Los Angeles Mayor Antonio Villaraigosa would continue his pursuit to add 1,000 officers to the Los Angeles Police Department (LAPD) despite the city's 406-million-dollar budget shortfall, The Los Angeles Times reported on Monday.
To continue the LAPD expansion in the midst of an economic downturn, Villaraigosa has called for reductions in library hours and supplies, animal shelter hours, park rangers and maintenance, summer recreation workers and arts programmes.
Hiring so many new officers is much trickier when home sales are flat, sales taxes are down and city employee pay raises have cost nearly 90 million dollars extra with each successive year, the paper noted.
With another grim year expected in 2009-10, the budget woes pose a major question for the mayor: Even if he reaches his goal of 1,000 new officers, could that rapid build up -- his No. 1 priority -- be sustained? the report asked.
Three years into his term, Villaraigosa has his hard-fought goal of 1,000 new officers squarely within his sights. The LAPD would have added more than 800 by next year, just as the mayor asked voters to re-elect him. And the number would reach 1,000 during the start of a second term, assuming he is re-elected, according to the report.

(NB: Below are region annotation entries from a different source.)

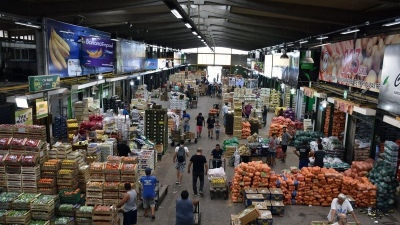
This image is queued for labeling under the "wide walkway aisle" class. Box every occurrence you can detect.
[137,96,400,225]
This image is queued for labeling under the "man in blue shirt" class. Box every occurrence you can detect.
[140,167,158,220]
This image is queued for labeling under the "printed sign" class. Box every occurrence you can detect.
[378,44,400,115]
[81,37,115,67]
[36,101,49,119]
[28,75,60,92]
[15,108,33,125]
[319,34,400,92]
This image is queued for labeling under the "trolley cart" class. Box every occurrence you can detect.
[193,202,201,225]
[208,159,229,200]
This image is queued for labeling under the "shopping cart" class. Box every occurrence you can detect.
[208,159,229,200]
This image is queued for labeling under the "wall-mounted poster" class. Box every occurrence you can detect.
[15,108,33,125]
[319,34,400,92]
[46,19,112,77]
[81,37,115,67]
[378,44,400,115]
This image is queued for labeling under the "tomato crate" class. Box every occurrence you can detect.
[32,209,55,220]
[6,210,32,224]
[86,181,104,191]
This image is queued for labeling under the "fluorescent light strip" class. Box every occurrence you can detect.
[382,19,400,27]
[171,9,182,19]
[341,28,360,34]
[315,36,328,40]
[15,22,40,29]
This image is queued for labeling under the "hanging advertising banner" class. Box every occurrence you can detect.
[36,100,49,119]
[81,37,115,67]
[319,34,400,92]
[144,59,158,70]
[15,108,33,125]
[46,19,112,77]
[28,75,60,92]
[117,40,146,73]
[378,44,400,115]
[264,55,273,78]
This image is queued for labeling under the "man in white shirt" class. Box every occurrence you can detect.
[328,194,361,225]
[222,102,229,126]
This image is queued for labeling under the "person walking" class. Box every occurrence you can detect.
[267,133,279,167]
[222,102,229,126]
[139,167,158,220]
[211,144,224,169]
[281,126,292,162]
[117,183,137,225]
[195,113,206,138]
[207,115,215,139]
[182,111,190,132]
[175,190,199,225]
[173,140,189,187]
[262,105,268,127]
[188,148,208,196]
[293,141,311,170]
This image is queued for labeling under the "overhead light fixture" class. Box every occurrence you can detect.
[315,36,329,40]
[382,18,400,27]
[341,28,360,34]
[15,22,40,29]
[281,49,289,59]
[301,50,314,63]
[171,9,182,19]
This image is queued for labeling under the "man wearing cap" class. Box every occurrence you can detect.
[140,167,158,220]
[281,126,292,162]
[328,193,361,225]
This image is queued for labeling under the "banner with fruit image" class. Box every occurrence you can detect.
[319,34,400,92]
[81,37,115,67]
[378,44,400,115]
[46,19,112,77]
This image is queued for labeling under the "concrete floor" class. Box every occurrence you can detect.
[132,96,400,225]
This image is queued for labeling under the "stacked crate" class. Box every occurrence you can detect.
[21,166,40,193]
[31,195,58,220]
[233,101,242,139]
[145,109,168,153]
[57,160,79,190]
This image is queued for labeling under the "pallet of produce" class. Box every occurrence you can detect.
[0,192,21,209]
[56,204,76,217]
[59,188,81,204]
[31,195,57,212]
[6,210,32,224]
[12,193,40,210]
[28,220,50,225]
[75,206,94,219]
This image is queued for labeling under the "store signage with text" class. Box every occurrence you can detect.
[319,35,400,92]
[36,100,49,119]
[28,75,60,92]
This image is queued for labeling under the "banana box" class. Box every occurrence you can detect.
[244,194,264,207]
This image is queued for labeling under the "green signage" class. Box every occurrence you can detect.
[28,75,60,92]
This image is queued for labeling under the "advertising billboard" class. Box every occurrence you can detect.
[46,19,112,77]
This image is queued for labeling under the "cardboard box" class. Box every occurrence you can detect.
[244,194,264,207]
[257,188,271,200]
[238,206,260,225]
[271,201,285,216]
[269,188,283,201]
[346,195,356,208]
[252,200,271,210]
[256,210,273,225]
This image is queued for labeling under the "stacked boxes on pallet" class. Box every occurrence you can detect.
[145,109,168,153]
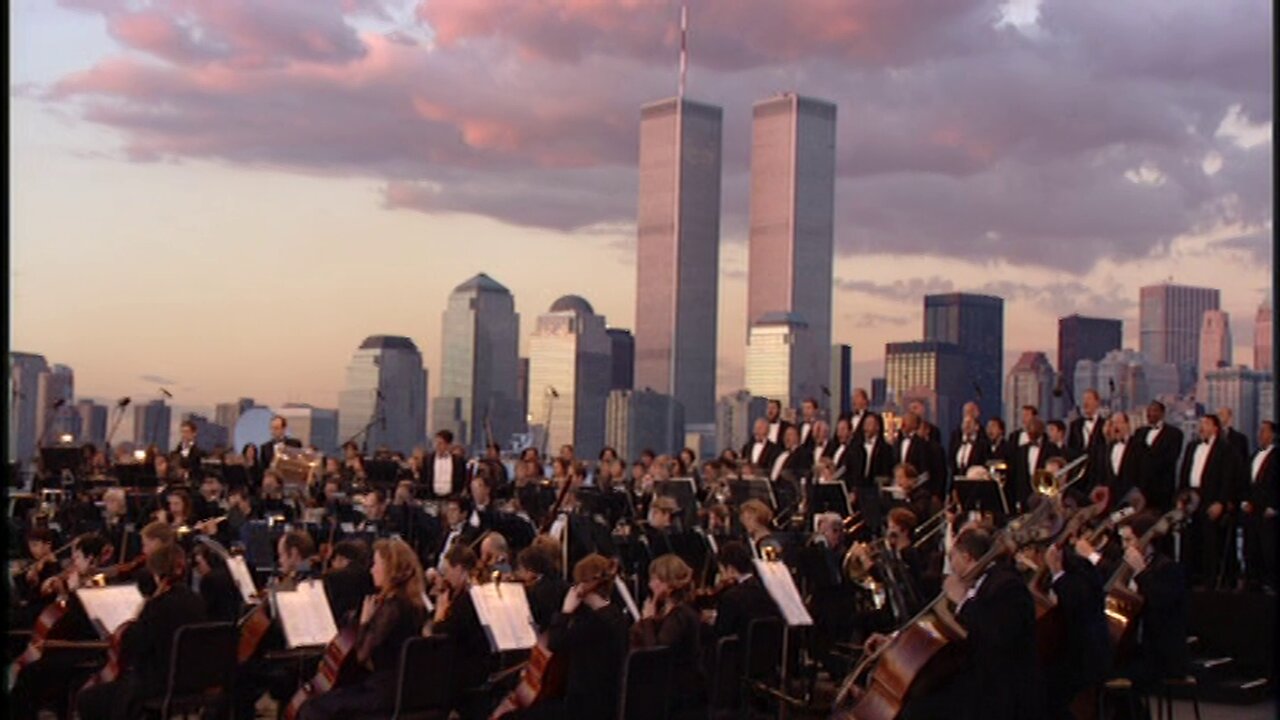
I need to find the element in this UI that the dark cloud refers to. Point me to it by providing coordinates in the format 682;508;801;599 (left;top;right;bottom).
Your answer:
37;0;1274;272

That initiative is coming at an increasingly steep price. In Villaraigosa's proposed 2008-09 budget, the cost of the police expansion is about 73 million dollars, equal to nearly one-fifth of the city's budget shortfall.
Next year, the cost of the LAPD build up is expected to reach 114 million dollars -- equivalent to nearly 40 per cent of the budget shortfall projected for that year, 293 million dollars, said the report.
Those figures do not take into account the additional employees needed to support the new officers -- payroll clerks, training officers and maintenance crews.
The city's top budget officials are trying to determine, once those costs are factored in, whether the trash fee increase would cover the total cost of the build up, the report said.
As recently as February, Villaraigosa warned that any slowdown in officer hiring would be greeted by his veto pen. And his advisors sound exasperated with pleas to slow police hiring or protect other programmes from cuts.